Please don't suppose that you can ever beat me at the slowness game!
>
> Afaics, the usage of fs->in_exec is not completely right. But firstly, a
> couple of minor nits.
>
>
> check_unsafe_exec() doesn't need ->siglock, we can iterate over sub-threads
> under rcu_read_lock(). Note that with RCU or ->siglock we can set the "wrong"
> LSM_UNSAFE_SHARE if we race with copy_process(CLONE_THREAD | CLONE_FS), but
> as it was already discussed we don't care.
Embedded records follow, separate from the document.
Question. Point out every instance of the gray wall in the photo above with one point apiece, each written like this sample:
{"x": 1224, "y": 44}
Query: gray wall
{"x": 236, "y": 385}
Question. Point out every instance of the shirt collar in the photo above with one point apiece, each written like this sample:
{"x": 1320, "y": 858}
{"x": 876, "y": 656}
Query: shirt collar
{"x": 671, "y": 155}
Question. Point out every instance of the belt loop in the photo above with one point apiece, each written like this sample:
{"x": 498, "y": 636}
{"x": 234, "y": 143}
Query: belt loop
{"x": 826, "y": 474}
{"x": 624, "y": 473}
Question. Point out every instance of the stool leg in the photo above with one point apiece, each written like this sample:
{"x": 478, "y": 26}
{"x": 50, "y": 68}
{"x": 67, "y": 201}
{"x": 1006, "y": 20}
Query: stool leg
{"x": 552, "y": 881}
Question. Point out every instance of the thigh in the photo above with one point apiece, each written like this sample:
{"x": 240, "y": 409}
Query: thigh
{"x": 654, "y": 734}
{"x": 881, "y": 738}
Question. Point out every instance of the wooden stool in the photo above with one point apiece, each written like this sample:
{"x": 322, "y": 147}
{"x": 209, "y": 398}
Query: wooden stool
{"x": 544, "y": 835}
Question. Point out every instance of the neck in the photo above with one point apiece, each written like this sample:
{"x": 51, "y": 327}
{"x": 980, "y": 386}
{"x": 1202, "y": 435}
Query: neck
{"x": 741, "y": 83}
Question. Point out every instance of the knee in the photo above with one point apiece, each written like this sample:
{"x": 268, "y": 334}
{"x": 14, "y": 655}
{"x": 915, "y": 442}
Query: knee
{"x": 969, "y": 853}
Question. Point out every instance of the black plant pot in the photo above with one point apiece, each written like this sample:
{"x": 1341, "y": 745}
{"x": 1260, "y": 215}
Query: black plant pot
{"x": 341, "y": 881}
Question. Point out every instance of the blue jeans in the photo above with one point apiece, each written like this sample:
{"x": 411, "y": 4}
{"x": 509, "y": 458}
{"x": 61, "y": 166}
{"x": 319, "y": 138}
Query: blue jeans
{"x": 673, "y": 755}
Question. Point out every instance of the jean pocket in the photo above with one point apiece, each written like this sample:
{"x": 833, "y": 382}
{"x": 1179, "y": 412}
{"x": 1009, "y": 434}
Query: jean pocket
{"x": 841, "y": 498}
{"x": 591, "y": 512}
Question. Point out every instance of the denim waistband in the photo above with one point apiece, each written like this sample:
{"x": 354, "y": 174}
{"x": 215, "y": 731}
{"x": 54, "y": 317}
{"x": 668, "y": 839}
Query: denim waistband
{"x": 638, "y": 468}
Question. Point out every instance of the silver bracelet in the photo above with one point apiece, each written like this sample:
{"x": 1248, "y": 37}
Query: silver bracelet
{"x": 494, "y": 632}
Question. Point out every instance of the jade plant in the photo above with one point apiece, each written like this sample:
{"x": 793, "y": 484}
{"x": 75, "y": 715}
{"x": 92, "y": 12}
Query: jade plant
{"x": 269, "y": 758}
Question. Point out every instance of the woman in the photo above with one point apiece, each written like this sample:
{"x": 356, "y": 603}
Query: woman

This means it is OK to miss the
> freshly cloned thread which has already passed copy_fs().
Yes, I agree.
And preferable not to have IRQs disabled over that next_thread() loop.
>
>
> do_execve:
>
> /* execve succeeded */
> write_lock(¤t->fs->lock);
> current->fs->in_exec = 0;
> write_unlock(¤t->fs->lock);
>
> afaics, fs->lock is not needed. If ->in_exec was set, it was set by this
> thread-group and we do not share ->fs with another process. Since we are
> the only thread now, we can clear ->in_exec lockless.
Right, given your fix below. I wondered for a moment if a barrier
would then be needed, but no, this is all racy (erring on the safe
side) if the userspace insists on being racy here.
>
>
> And now, what I think is wrong:
>
> do_execve:
>
> out_unmark:
> write_lock(¤t->fs->lock);
> current->fs->in_exec = 0;
> write_unlock(¤t->fs->lock);
>
> Two threads T1 and T2 and another process P, all share the same ->fs.
>
> T1 starts do_execve(BAD_FILE). It calls check_unsafe_exec(), since ->fs is
> shared, we set LSM_UNSAFE but not ->in_exec (actually, not very good name).
>
> P exits and decrements fs->users.
>
> T2 starts do_execve(), calls check_unsafe_exec(), now ->fs is not shared,
> we set fs->in_exec.
>
> T1 continues, open_exec(BAD_FILE) fails, we clear ->in_exec and return
> to the user-space.
>
> T1 does clone(CLONE_FS /* without CLONE_THREAD */).
>
> T1 continues without LSM_UNSAFE_SHARE while ->fs is shared with another
> process.
If I follow you correctly, you meant to say T2 not T1 in the last step.
>
>
> What do you think about the (uncompiled) patch below ? It doesn't change
> compat_do_execve(), just for discussion.
>
> But see also another message I am going to send...
>
> Oleg.
>
> do_execve() must not clear fs->in_exec if it was set by another thread,
> and we don't need fs->lock to clear.
>
> Also, s/lock_task_sighand/rcu_read_lock/ in check_unsafe_exec().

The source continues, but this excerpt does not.